Another common problem with A/B testing is that the sample size is not defined beforehand. The p-value can change over the course of an experiment, and so statistically significant results can no longer be significant after a few days because the number of cases has changed. In addition, it is not only the significance that is of interest, but also the strength/selectivity/power of a test, which is only displayed in very few test tools.

But these are mainly problems with the tools, not the frequentist approach used by most tools. The “problem” with the Frequentists approach is that a model doesn’t change when new data comes in. For example, with returning visitors, a change on the page can be learned at some point, so that an initial A/B test predicts a big impact, but the actual effect is much smaller because the Frequentists approach simply counts the total number of conversions, not the development. In Bayesian inference, however, newly incoming data is taken into account in order to refine the model; decreasing conversion rates would influence the model. Data that exists “before”, so to speak, and influences the assumptions about the influence in an experiment are called initial probability or “priors” (I write priors because it’s faster). The example in the Google Help Center (which is also often used elsewhere) is that if you misplace your cell phone in the house, according to Bayesian inference, you can use the knowledge that you like to forget your cell phone in the bedroom and also “run after” a ring. You are not allowed to do that with the Frequentists.

And this is exactly where the problem arises: How do we know that the “priors” are relevant to our current question? Or, as it is said in the Optimizely blog:

The prior information you have today may not be equally applicable in the future.

The exciting question now is how Google gets the Priors in Optimize? The following statement is made about this:

Despite the nomenclature, however, priors don’t necessarily come from previous data; they’re simply used as logical inputs into our modeling.

Many of the priors we use are uninformative – in other words, they don’t affect the results much. We use uninformative priors for conversion rates, for example, because we don’t assume that we know how a new variant is going to perform before we’ve seen any data for it.

These two blog excerpts already make it clear how different the understanding of the usefulness of Bayesian inference is. At the same time, it is obvious that, as in any other tool, we lack transparency about how exactly the calculations were achieved. Another reason that if you want to be on the safe side, you need the raw data to carry out your own tests.

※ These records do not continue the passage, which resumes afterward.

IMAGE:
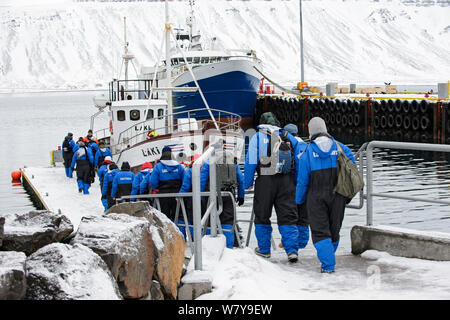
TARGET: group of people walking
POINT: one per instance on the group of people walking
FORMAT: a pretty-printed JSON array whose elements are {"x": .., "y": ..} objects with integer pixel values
[
  {"x": 294, "y": 177},
  {"x": 297, "y": 179}
]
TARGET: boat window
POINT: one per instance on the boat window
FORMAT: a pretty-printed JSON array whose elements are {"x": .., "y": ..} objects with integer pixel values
[
  {"x": 121, "y": 115},
  {"x": 150, "y": 114},
  {"x": 135, "y": 115}
]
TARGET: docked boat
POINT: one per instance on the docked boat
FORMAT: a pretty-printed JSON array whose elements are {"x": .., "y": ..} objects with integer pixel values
[
  {"x": 142, "y": 118},
  {"x": 228, "y": 78}
]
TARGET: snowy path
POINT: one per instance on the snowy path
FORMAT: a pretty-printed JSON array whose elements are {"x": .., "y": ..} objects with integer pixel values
[
  {"x": 240, "y": 274},
  {"x": 59, "y": 192}
]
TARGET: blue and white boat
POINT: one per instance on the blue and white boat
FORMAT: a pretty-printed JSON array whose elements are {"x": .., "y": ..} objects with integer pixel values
[{"x": 228, "y": 78}]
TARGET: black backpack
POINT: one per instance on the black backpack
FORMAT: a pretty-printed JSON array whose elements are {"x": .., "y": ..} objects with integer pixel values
[
  {"x": 281, "y": 151},
  {"x": 226, "y": 171}
]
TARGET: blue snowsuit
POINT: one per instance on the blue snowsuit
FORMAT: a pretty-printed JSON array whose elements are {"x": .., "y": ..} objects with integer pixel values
[
  {"x": 138, "y": 178},
  {"x": 67, "y": 151},
  {"x": 122, "y": 184},
  {"x": 302, "y": 223},
  {"x": 100, "y": 155},
  {"x": 276, "y": 190},
  {"x": 107, "y": 200},
  {"x": 316, "y": 180},
  {"x": 83, "y": 160},
  {"x": 227, "y": 216},
  {"x": 167, "y": 177}
]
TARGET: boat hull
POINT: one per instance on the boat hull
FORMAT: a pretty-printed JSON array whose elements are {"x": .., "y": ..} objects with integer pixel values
[
  {"x": 231, "y": 86},
  {"x": 183, "y": 144}
]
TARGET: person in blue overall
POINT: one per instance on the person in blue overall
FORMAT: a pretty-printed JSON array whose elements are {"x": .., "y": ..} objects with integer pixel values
[
  {"x": 167, "y": 177},
  {"x": 83, "y": 160},
  {"x": 67, "y": 152},
  {"x": 317, "y": 178},
  {"x": 103, "y": 170},
  {"x": 107, "y": 200},
  {"x": 226, "y": 218},
  {"x": 273, "y": 188},
  {"x": 302, "y": 223},
  {"x": 146, "y": 170},
  {"x": 101, "y": 154},
  {"x": 123, "y": 182}
]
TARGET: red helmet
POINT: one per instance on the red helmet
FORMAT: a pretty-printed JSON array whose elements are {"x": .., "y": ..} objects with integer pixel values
[{"x": 147, "y": 165}]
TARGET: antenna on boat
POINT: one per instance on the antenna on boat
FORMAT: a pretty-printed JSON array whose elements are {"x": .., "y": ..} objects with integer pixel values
[
  {"x": 127, "y": 57},
  {"x": 167, "y": 32}
]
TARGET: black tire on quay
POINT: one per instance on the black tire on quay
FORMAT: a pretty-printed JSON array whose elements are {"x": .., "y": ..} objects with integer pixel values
[{"x": 391, "y": 121}]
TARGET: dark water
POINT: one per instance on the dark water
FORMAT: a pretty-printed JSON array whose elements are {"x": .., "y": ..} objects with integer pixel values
[
  {"x": 34, "y": 124},
  {"x": 31, "y": 126}
]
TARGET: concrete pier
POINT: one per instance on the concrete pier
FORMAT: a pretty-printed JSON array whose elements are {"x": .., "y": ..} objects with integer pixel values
[{"x": 401, "y": 242}]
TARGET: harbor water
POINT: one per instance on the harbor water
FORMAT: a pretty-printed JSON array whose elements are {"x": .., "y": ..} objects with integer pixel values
[{"x": 32, "y": 124}]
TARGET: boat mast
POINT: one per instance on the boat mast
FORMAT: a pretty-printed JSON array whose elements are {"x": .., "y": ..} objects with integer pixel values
[{"x": 168, "y": 69}]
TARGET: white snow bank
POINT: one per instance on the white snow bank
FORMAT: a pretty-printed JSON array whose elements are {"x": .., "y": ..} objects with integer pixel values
[{"x": 375, "y": 275}]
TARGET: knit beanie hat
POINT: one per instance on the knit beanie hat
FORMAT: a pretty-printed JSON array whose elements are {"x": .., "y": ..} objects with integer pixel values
[
  {"x": 292, "y": 129},
  {"x": 146, "y": 165},
  {"x": 269, "y": 118},
  {"x": 316, "y": 126}
]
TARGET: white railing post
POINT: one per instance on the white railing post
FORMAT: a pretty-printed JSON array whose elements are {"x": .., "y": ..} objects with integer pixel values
[
  {"x": 213, "y": 192},
  {"x": 197, "y": 208}
]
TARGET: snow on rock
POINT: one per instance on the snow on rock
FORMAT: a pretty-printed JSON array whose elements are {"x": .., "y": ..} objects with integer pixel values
[
  {"x": 12, "y": 275},
  {"x": 2, "y": 225},
  {"x": 168, "y": 241},
  {"x": 125, "y": 244},
  {"x": 169, "y": 247},
  {"x": 27, "y": 232},
  {"x": 65, "y": 272}
]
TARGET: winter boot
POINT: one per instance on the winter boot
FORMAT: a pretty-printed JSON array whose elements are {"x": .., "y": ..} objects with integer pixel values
[
  {"x": 293, "y": 257},
  {"x": 264, "y": 255}
]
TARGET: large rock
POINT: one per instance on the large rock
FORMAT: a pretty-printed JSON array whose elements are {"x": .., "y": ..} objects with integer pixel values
[
  {"x": 30, "y": 231},
  {"x": 65, "y": 272},
  {"x": 135, "y": 209},
  {"x": 13, "y": 284},
  {"x": 169, "y": 244},
  {"x": 125, "y": 244},
  {"x": 2, "y": 224},
  {"x": 170, "y": 248}
]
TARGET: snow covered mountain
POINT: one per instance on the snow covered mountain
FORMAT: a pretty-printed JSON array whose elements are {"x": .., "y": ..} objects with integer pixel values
[{"x": 78, "y": 44}]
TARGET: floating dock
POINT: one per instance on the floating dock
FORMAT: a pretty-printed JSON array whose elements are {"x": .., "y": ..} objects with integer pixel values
[{"x": 51, "y": 190}]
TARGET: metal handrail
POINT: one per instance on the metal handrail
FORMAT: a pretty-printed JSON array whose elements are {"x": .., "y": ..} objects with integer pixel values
[{"x": 395, "y": 145}]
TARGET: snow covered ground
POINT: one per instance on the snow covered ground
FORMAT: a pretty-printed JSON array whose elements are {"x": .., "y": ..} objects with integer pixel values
[
  {"x": 240, "y": 274},
  {"x": 74, "y": 45}
]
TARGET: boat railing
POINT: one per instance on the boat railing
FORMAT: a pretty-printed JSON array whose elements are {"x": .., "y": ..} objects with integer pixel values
[
  {"x": 120, "y": 90},
  {"x": 185, "y": 121}
]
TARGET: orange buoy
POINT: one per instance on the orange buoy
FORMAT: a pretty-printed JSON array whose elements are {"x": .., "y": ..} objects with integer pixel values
[{"x": 16, "y": 175}]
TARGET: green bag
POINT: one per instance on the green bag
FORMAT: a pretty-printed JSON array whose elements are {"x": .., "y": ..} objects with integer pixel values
[{"x": 349, "y": 181}]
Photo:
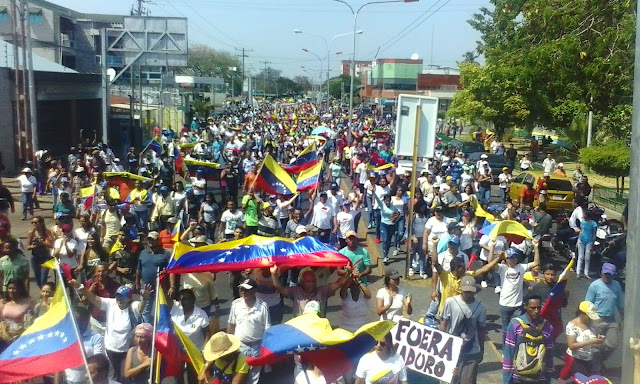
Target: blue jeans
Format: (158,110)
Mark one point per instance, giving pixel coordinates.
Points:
(27,203)
(484,195)
(386,232)
(377,217)
(399,232)
(142,219)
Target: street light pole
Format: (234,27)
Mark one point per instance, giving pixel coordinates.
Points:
(353,58)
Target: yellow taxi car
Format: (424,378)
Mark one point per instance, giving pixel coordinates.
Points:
(559,190)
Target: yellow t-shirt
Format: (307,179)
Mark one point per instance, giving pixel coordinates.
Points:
(240,365)
(449,287)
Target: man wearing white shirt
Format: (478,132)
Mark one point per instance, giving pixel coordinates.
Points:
(248,320)
(324,218)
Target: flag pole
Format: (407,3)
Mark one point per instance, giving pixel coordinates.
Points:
(73,320)
(155,325)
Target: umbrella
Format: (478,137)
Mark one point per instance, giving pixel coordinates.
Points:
(320,131)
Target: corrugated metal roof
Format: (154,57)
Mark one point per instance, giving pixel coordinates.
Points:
(40,64)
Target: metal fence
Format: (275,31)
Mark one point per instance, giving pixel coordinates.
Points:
(609,197)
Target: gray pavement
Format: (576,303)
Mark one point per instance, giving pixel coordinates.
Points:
(490,368)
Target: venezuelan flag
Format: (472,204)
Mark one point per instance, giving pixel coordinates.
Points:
(49,345)
(125,182)
(555,301)
(333,351)
(211,170)
(273,179)
(479,211)
(155,146)
(174,346)
(88,195)
(305,160)
(308,179)
(175,233)
(254,252)
(511,230)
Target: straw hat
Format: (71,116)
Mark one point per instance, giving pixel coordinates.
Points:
(220,345)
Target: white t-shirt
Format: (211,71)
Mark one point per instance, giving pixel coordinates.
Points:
(194,326)
(27,184)
(232,220)
(201,183)
(486,240)
(374,370)
(251,323)
(504,180)
(72,244)
(512,284)
(362,173)
(380,192)
(437,227)
(118,334)
(395,311)
(322,215)
(418,225)
(345,223)
(444,259)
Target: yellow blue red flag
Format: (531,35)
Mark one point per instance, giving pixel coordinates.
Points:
(255,252)
(305,160)
(174,346)
(308,179)
(273,179)
(49,345)
(334,351)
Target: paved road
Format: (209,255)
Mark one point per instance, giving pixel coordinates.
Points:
(490,368)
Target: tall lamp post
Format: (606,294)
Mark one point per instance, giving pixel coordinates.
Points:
(328,46)
(355,14)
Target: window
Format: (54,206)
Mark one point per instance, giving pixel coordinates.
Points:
(35,16)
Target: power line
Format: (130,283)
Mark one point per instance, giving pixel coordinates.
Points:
(386,43)
(417,25)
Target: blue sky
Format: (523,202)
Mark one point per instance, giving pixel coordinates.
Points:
(266,27)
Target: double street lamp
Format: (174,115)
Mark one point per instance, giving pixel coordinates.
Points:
(328,47)
(353,58)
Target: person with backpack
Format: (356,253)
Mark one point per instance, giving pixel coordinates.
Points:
(527,355)
(466,317)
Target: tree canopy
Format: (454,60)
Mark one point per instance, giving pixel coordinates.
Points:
(545,60)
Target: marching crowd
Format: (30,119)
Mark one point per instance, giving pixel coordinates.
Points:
(113,248)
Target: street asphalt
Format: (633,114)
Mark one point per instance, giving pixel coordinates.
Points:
(490,368)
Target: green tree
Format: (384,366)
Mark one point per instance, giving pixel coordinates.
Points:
(613,158)
(559,55)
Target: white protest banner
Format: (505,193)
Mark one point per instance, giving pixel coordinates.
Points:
(427,350)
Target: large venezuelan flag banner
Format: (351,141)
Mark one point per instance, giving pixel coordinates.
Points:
(49,345)
(255,252)
(305,160)
(333,351)
(174,346)
(273,179)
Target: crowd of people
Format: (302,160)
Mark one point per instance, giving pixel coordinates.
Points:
(113,248)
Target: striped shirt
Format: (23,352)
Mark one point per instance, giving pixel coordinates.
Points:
(514,330)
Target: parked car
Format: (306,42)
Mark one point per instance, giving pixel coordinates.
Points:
(496,163)
(559,192)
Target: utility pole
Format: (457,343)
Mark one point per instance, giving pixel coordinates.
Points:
(265,77)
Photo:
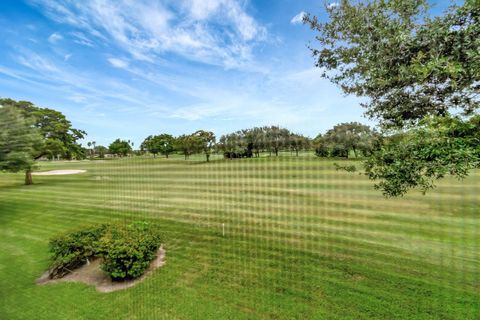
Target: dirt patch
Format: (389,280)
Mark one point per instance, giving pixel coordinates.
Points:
(91,274)
(58,172)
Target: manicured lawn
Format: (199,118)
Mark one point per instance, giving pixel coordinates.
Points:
(303,241)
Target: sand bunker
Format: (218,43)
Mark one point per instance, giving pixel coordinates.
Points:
(58,172)
(91,274)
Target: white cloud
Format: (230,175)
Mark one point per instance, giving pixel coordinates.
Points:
(218,32)
(298,19)
(80,38)
(333,5)
(118,63)
(55,37)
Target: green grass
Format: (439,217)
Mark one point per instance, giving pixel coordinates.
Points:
(303,241)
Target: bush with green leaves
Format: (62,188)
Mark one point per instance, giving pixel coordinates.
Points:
(73,249)
(128,250)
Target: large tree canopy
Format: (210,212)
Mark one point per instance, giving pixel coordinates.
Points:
(60,138)
(415,71)
(20,141)
(163,143)
(408,64)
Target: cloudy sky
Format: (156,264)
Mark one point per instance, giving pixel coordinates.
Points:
(130,68)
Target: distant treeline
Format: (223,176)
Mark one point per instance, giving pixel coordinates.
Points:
(343,140)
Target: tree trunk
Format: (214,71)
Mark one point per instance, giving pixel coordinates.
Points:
(28,177)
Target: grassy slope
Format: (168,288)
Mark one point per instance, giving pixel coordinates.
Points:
(302,241)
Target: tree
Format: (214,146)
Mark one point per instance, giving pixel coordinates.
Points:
(437,147)
(91,146)
(298,142)
(120,147)
(101,151)
(408,64)
(163,144)
(276,138)
(351,136)
(20,141)
(60,138)
(186,144)
(411,67)
(204,141)
(255,137)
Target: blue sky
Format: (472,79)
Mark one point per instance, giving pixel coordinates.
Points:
(129,69)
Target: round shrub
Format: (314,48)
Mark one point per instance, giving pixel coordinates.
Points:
(128,250)
(71,250)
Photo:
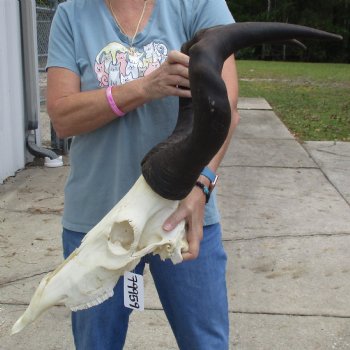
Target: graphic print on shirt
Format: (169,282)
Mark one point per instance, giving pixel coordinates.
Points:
(116,64)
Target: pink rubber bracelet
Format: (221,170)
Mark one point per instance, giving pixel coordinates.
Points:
(112,103)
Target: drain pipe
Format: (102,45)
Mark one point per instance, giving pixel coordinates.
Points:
(30,82)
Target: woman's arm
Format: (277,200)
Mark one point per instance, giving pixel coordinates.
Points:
(191,209)
(73,112)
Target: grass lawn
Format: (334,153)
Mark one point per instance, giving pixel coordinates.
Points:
(312,99)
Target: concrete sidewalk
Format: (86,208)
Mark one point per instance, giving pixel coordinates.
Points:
(286,220)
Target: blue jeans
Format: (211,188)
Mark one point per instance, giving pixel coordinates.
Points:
(193,295)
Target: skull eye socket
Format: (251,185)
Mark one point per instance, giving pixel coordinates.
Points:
(122,234)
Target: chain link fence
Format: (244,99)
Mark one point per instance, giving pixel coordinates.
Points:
(45,10)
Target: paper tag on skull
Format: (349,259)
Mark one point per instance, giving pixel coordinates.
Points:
(133,291)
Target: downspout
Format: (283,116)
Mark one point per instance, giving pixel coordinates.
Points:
(30,83)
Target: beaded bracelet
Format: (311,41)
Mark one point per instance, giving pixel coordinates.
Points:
(205,190)
(112,103)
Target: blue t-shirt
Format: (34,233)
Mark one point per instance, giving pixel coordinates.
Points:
(85,39)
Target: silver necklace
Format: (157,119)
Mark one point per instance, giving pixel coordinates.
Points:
(138,24)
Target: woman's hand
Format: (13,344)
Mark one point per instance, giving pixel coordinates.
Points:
(191,209)
(170,79)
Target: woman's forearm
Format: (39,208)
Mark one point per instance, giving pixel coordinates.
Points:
(73,112)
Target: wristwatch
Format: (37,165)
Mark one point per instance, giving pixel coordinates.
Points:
(211,176)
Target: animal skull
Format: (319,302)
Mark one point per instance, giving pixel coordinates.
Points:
(132,229)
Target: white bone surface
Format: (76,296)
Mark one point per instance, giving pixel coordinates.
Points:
(131,230)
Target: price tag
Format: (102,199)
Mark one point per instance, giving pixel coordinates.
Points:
(133,291)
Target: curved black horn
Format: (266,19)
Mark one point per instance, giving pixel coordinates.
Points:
(172,167)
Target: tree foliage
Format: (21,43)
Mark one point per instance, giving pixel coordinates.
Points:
(330,15)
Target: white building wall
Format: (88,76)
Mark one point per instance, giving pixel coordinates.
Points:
(12,134)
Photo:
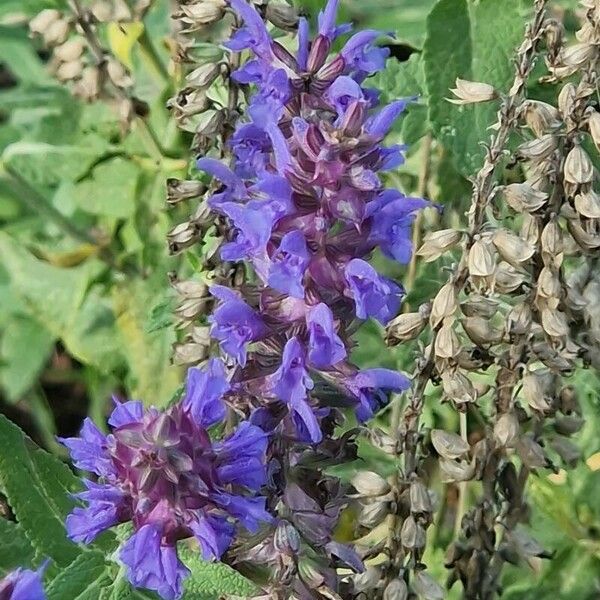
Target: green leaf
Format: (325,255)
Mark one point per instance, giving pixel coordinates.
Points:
(17,52)
(15,550)
(110,191)
(36,486)
(474,41)
(24,350)
(212,580)
(83,579)
(45,164)
(151,375)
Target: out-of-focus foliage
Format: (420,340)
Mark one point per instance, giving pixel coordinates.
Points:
(84,301)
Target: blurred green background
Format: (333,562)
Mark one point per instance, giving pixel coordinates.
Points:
(85,305)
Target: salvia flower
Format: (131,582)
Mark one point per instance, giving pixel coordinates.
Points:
(23,584)
(305,199)
(160,470)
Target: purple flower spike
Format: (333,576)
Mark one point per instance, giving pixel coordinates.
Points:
(23,584)
(170,480)
(291,384)
(288,265)
(325,347)
(375,296)
(152,565)
(204,392)
(235,325)
(370,387)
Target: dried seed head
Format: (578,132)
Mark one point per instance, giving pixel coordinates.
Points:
(548,284)
(426,587)
(555,322)
(367,580)
(512,248)
(202,77)
(283,16)
(481,332)
(469,92)
(534,390)
(552,241)
(449,445)
(412,535)
(369,484)
(56,33)
(420,501)
(541,117)
(396,590)
(587,204)
(447,344)
(372,514)
(118,74)
(458,387)
(454,470)
(44,19)
(202,13)
(594,127)
(577,55)
(578,167)
(481,261)
(506,430)
(444,304)
(68,71)
(523,197)
(531,453)
(519,319)
(438,242)
(405,327)
(538,149)
(479,306)
(566,99)
(507,279)
(71,50)
(530,229)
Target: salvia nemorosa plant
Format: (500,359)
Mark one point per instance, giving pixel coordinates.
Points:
(301,192)
(290,177)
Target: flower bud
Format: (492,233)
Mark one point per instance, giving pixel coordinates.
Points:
(447,344)
(405,327)
(69,51)
(412,535)
(438,242)
(396,590)
(444,304)
(594,127)
(512,248)
(481,261)
(506,430)
(448,445)
(522,197)
(469,92)
(426,587)
(587,204)
(578,167)
(178,190)
(203,76)
(281,15)
(458,387)
(43,20)
(368,483)
(538,149)
(541,117)
(453,470)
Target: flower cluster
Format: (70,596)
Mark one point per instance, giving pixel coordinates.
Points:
(307,207)
(22,584)
(161,471)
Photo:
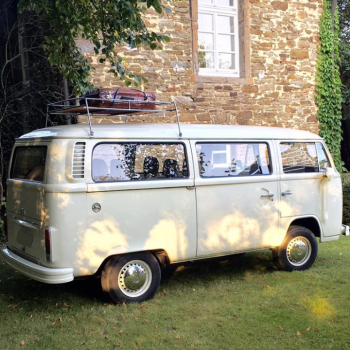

The Bayesian approach requires more computational time, which is probably why most tools don’t use this approach. There is also criticism of Bayesian inference. The main problem, however, is that most users know far too little about what exactly the a/b testing tools do and how reliable the results are.

Why an A/A test can also be healing

Now the question arises as to why there was any difference in session duration at all, when hardly anyone was looking. This is where an A/A test can help. A/A test? That’s right. There is also something like that. And such a test helps to identify the variance of one’s own side. So I had a wonderful test where I tested the AdSense click-through rate after a design change. The change was very successful. To be on the safe side, I tested again; this time the change had worse values. Now, of course, it may be that worse ads were simply placed and therefore the click-through rate had deteriorated. But it could also simply be that the page itself has a variance. And these can be found out by running an A/A test (or using the past raw data for such a test). In such a test, nothing is changed in the test variant and then it is seen whether one of the main KPIs changes or not. Theoretically, nothing should change. But if it does? Then we identified a variance that lies in the page and the traffic itself. And that we should take into account in future tests.

Result

  • Differences in test results can be caused by a pre-existing variance of a page. This is where an A/A test helps to get to know the variance.
  • The results may differ if different tools are used, as the tools have different approaches to how they determine the “winners”.
  • Raw data can help to use your own test statistics or verify test results, as the tools offer little transparency about how they got to the respective tests. For example, as in my example, it can be that the test was not played evenly at all and therefore the results are not so clearly usable.
  • The raw data is sometimes very different from the values in the GUI, which cannot be explained.
  • The p-value is only part of the truth and is often misunderstood.
  • For A/B tests, you should think about how large the sample size should be in advance with the Frequentists approaches.
  • A fool with a tool is still a fool.

How b4p and Statista create alternative “facts”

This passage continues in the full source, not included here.